Clever advertising for Invisible City at the Arts House — except that if you were already there then there was a good chance you were already going to watch it, like the Better Half and I.
Still, great concept (probably by Mindwasabi) that echoes the subject matter of Tan Pin Pin’s latest documentary very well.
(You’d probably have read all the reviews by now, so I don’t need to tell you that Invisible City is about how people remember and how those memories are recorded or – often – not)
She said, during the post-screening Q&A, that one of the points she wanted to make is that the act of remembering — whether dredging up personal memories, re-recording old footage, or literally digging in old army forts — requires much effort and time. The process is painstaking.
Invisible City is also meant to be a record of its own, as the Mandarin title implies. 备忘录 might be the more accurate title: a record prepared with the expectation that one will forget.
Moreover, it seems clear that remembering is rarely appreciated, in this country at least.
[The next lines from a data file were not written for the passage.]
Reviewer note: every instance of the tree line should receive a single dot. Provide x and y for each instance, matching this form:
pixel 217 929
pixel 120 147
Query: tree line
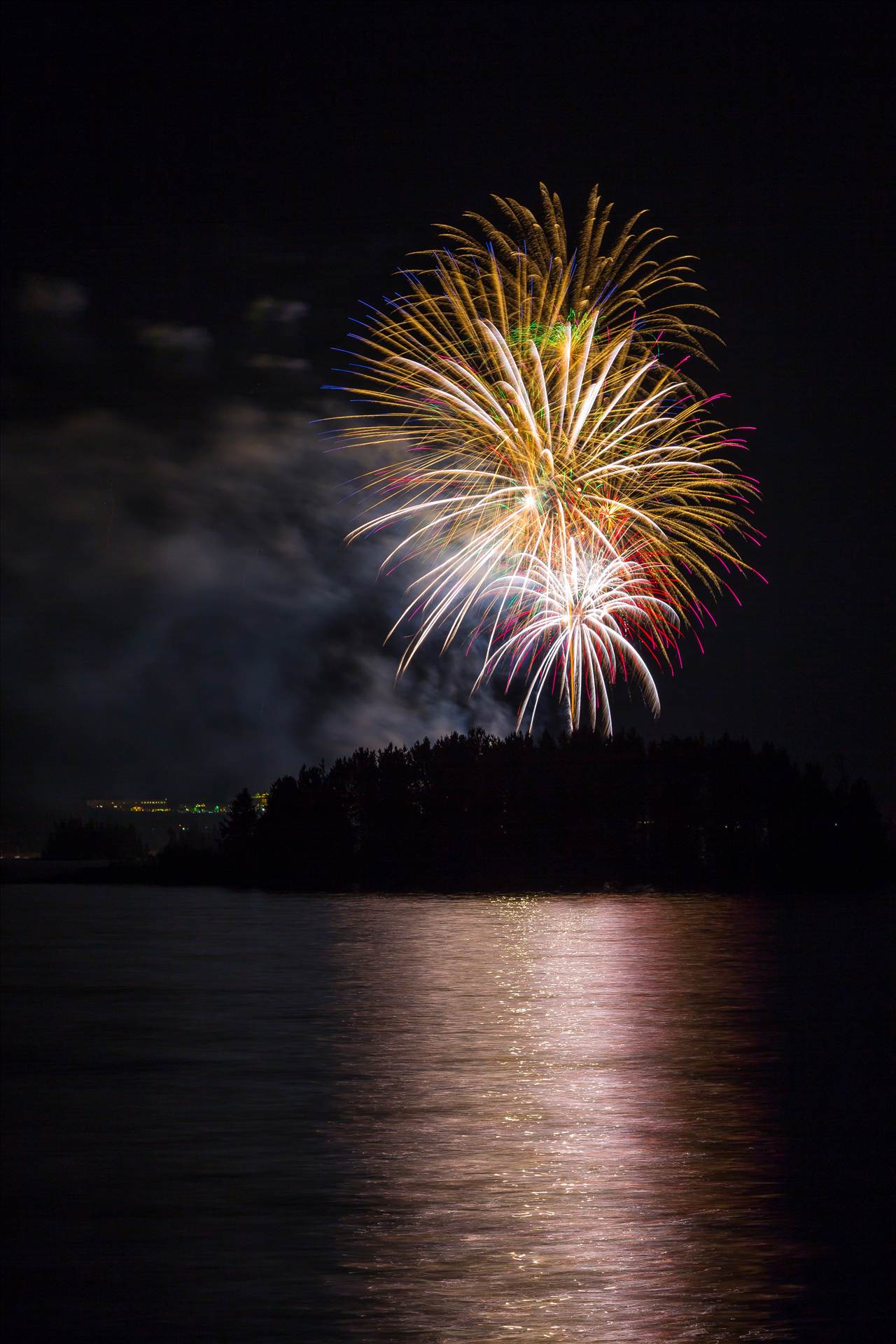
pixel 477 812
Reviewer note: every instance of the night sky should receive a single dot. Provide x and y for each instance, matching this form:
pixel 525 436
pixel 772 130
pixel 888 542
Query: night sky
pixel 181 616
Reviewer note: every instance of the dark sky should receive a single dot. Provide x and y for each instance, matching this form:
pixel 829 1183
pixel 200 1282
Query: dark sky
pixel 179 613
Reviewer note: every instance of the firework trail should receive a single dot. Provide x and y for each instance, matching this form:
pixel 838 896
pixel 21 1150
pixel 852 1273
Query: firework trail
pixel 566 483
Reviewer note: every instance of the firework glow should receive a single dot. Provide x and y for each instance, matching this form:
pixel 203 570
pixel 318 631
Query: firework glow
pixel 567 486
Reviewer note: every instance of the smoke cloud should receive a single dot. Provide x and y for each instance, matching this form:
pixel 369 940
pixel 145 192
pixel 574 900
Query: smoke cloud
pixel 183 617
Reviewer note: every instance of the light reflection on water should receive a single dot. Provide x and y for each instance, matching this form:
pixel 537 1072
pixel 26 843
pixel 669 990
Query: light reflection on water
pixel 566 1121
pixel 241 1117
In the documentary Han Tan Juan, trying to carve out what he sees as the rightful place of 1960s Chinese student activists in Singapore’s history, remarks after a talk he gave to students that they didn’t seem to care about his story, let alone Singapore’s history.
So at the risk of sounding trite, this work is as much about forgetting as it is about remembering. If I may borrow Alex Au’s words:
By the end of the film, I was slumped in my seat, feeling quite defeated. Ken Kwek, a Straits Times journalist, told me on the way out that far from showing us how history is recorded, the film showed “how big the gaps are”.